Lors de la campagne des élections législatives, la LICRA a soumis aux candidats sa Charte Antiraciste destinée à combattre la dérive extrémiste du débat public et à défendre le Front Républicain. A l’issue du second tour du 18 juin, parmi les 577 signataires, 120 ont été élus à l’Assemblée Nationale (consulter l’adresse des signataires en cliquant ici).

 

La LICRA souhaite poursuivre cette dynamique avec ces parlementaires qui ont assumé, devant leurs électeurs, d’être des « antiracistes déclarés ». Pour y parvenir, Alain Jakubowicz a proposé de renouer avec une tradition ancienne de notre association consistant à former, au Palais-Bourbon, un intergroupe de la LICRA. Déjà en 1936, Bernard Lecache avait constitué un groupe informel des « députés du droit de vivre » acquis au combat contre le racisme et l’antisémitisme. Parmi eux figuraient Jean Pierre-Bloch, Salomon Grumbach, Léon Blum, Pierre Mendès France, Edouard Herriot, André Philip, Vincent Auriol, Ludovic-Oscar Frossard, le père d’André Frossard. A la fin des années 70, la LICRA avait également participé à la création d’un intergroupe présidé par le député Marcus autour de Jacques Chaban-Delmas, Michel Noir et Paul Durafour. 

 

Dès la rentrée, le groupe des signataires de la Charte Antiraciste de la LICRA se réunira à l’Assemblée Nationale.
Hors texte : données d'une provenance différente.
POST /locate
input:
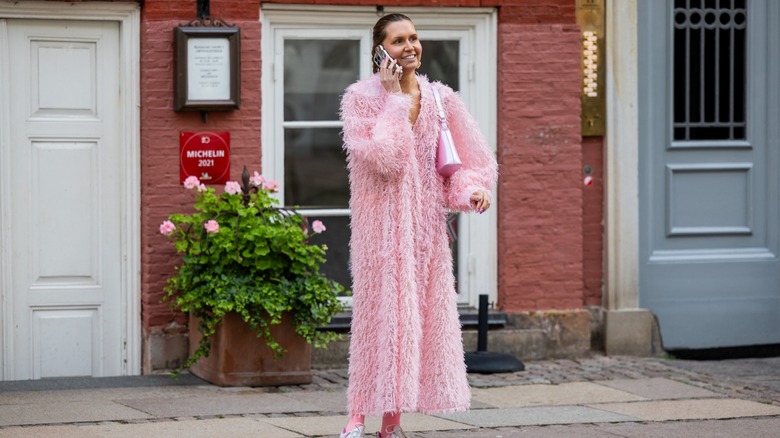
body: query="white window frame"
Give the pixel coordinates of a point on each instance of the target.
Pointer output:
(476, 28)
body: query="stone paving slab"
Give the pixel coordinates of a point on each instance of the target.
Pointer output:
(322, 401)
(72, 412)
(64, 396)
(332, 425)
(737, 428)
(47, 432)
(227, 427)
(536, 416)
(230, 427)
(219, 405)
(740, 428)
(551, 395)
(659, 388)
(690, 409)
(555, 431)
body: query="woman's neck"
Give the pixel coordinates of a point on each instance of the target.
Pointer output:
(409, 83)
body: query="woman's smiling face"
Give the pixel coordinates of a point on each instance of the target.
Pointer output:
(403, 44)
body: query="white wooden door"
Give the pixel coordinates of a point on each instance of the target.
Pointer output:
(64, 309)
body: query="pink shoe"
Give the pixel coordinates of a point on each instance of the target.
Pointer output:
(395, 432)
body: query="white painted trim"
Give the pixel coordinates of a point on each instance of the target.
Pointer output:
(6, 306)
(100, 11)
(478, 249)
(128, 15)
(130, 80)
(622, 157)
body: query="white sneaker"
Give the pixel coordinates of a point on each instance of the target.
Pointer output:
(395, 432)
(354, 433)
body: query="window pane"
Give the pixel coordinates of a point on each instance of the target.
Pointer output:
(316, 72)
(336, 236)
(315, 168)
(709, 69)
(441, 60)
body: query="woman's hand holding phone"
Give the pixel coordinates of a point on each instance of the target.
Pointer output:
(389, 71)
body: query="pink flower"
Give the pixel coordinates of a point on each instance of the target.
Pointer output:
(232, 187)
(257, 180)
(167, 227)
(317, 227)
(211, 226)
(191, 182)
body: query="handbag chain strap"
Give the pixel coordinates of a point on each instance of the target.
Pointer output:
(442, 116)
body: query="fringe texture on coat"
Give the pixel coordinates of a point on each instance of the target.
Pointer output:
(406, 352)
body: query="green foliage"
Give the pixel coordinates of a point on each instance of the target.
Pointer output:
(259, 264)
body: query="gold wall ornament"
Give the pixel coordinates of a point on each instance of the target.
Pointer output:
(590, 17)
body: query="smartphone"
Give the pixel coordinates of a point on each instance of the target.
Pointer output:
(380, 54)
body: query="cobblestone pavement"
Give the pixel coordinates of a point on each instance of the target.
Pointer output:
(749, 379)
(756, 380)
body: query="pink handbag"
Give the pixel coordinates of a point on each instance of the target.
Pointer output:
(447, 159)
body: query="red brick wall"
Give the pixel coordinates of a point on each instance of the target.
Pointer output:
(161, 193)
(540, 260)
(541, 227)
(593, 221)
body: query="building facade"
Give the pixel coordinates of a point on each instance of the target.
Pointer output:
(676, 232)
Il portera le nom de « Jean Pierre-Bloch » en hommage à celui qui fut parlementaire, résistant et président de notre association de 1968 à 1992. Plusieurs parlementaires ont accueilli très favorablement cette initiative et le député Pierre-Yves Bournazel a d’ores et déjà saisi le président de l’Assemblée Nationale, François de Rugy, afin qu’il en soutienne la création. 

 

L’objectif de ce groupe de parlementaires est simple : constituer, au delà des appartenances partisanes, un cadre d’échange, de travail et de réflexion avec les parlementaires pour faire avancer le combat antiraciste. Il aura vocation à organiser des rencontres avec les acteurs sociaux, des colloques sur des sujets d’intérêt commun avec pour finalité d’aboutir, notamment au plan législatif, à des propositions concrètes et efficaces. Il aura également pour objet d’être un outil de mobilisation, de veille et d’alerte dès lors que nos valeurs de liberté, d’égalité, de fraternité et de laïcité seraient remises en causes ou attaquées par les extrémismes politiques et religieux.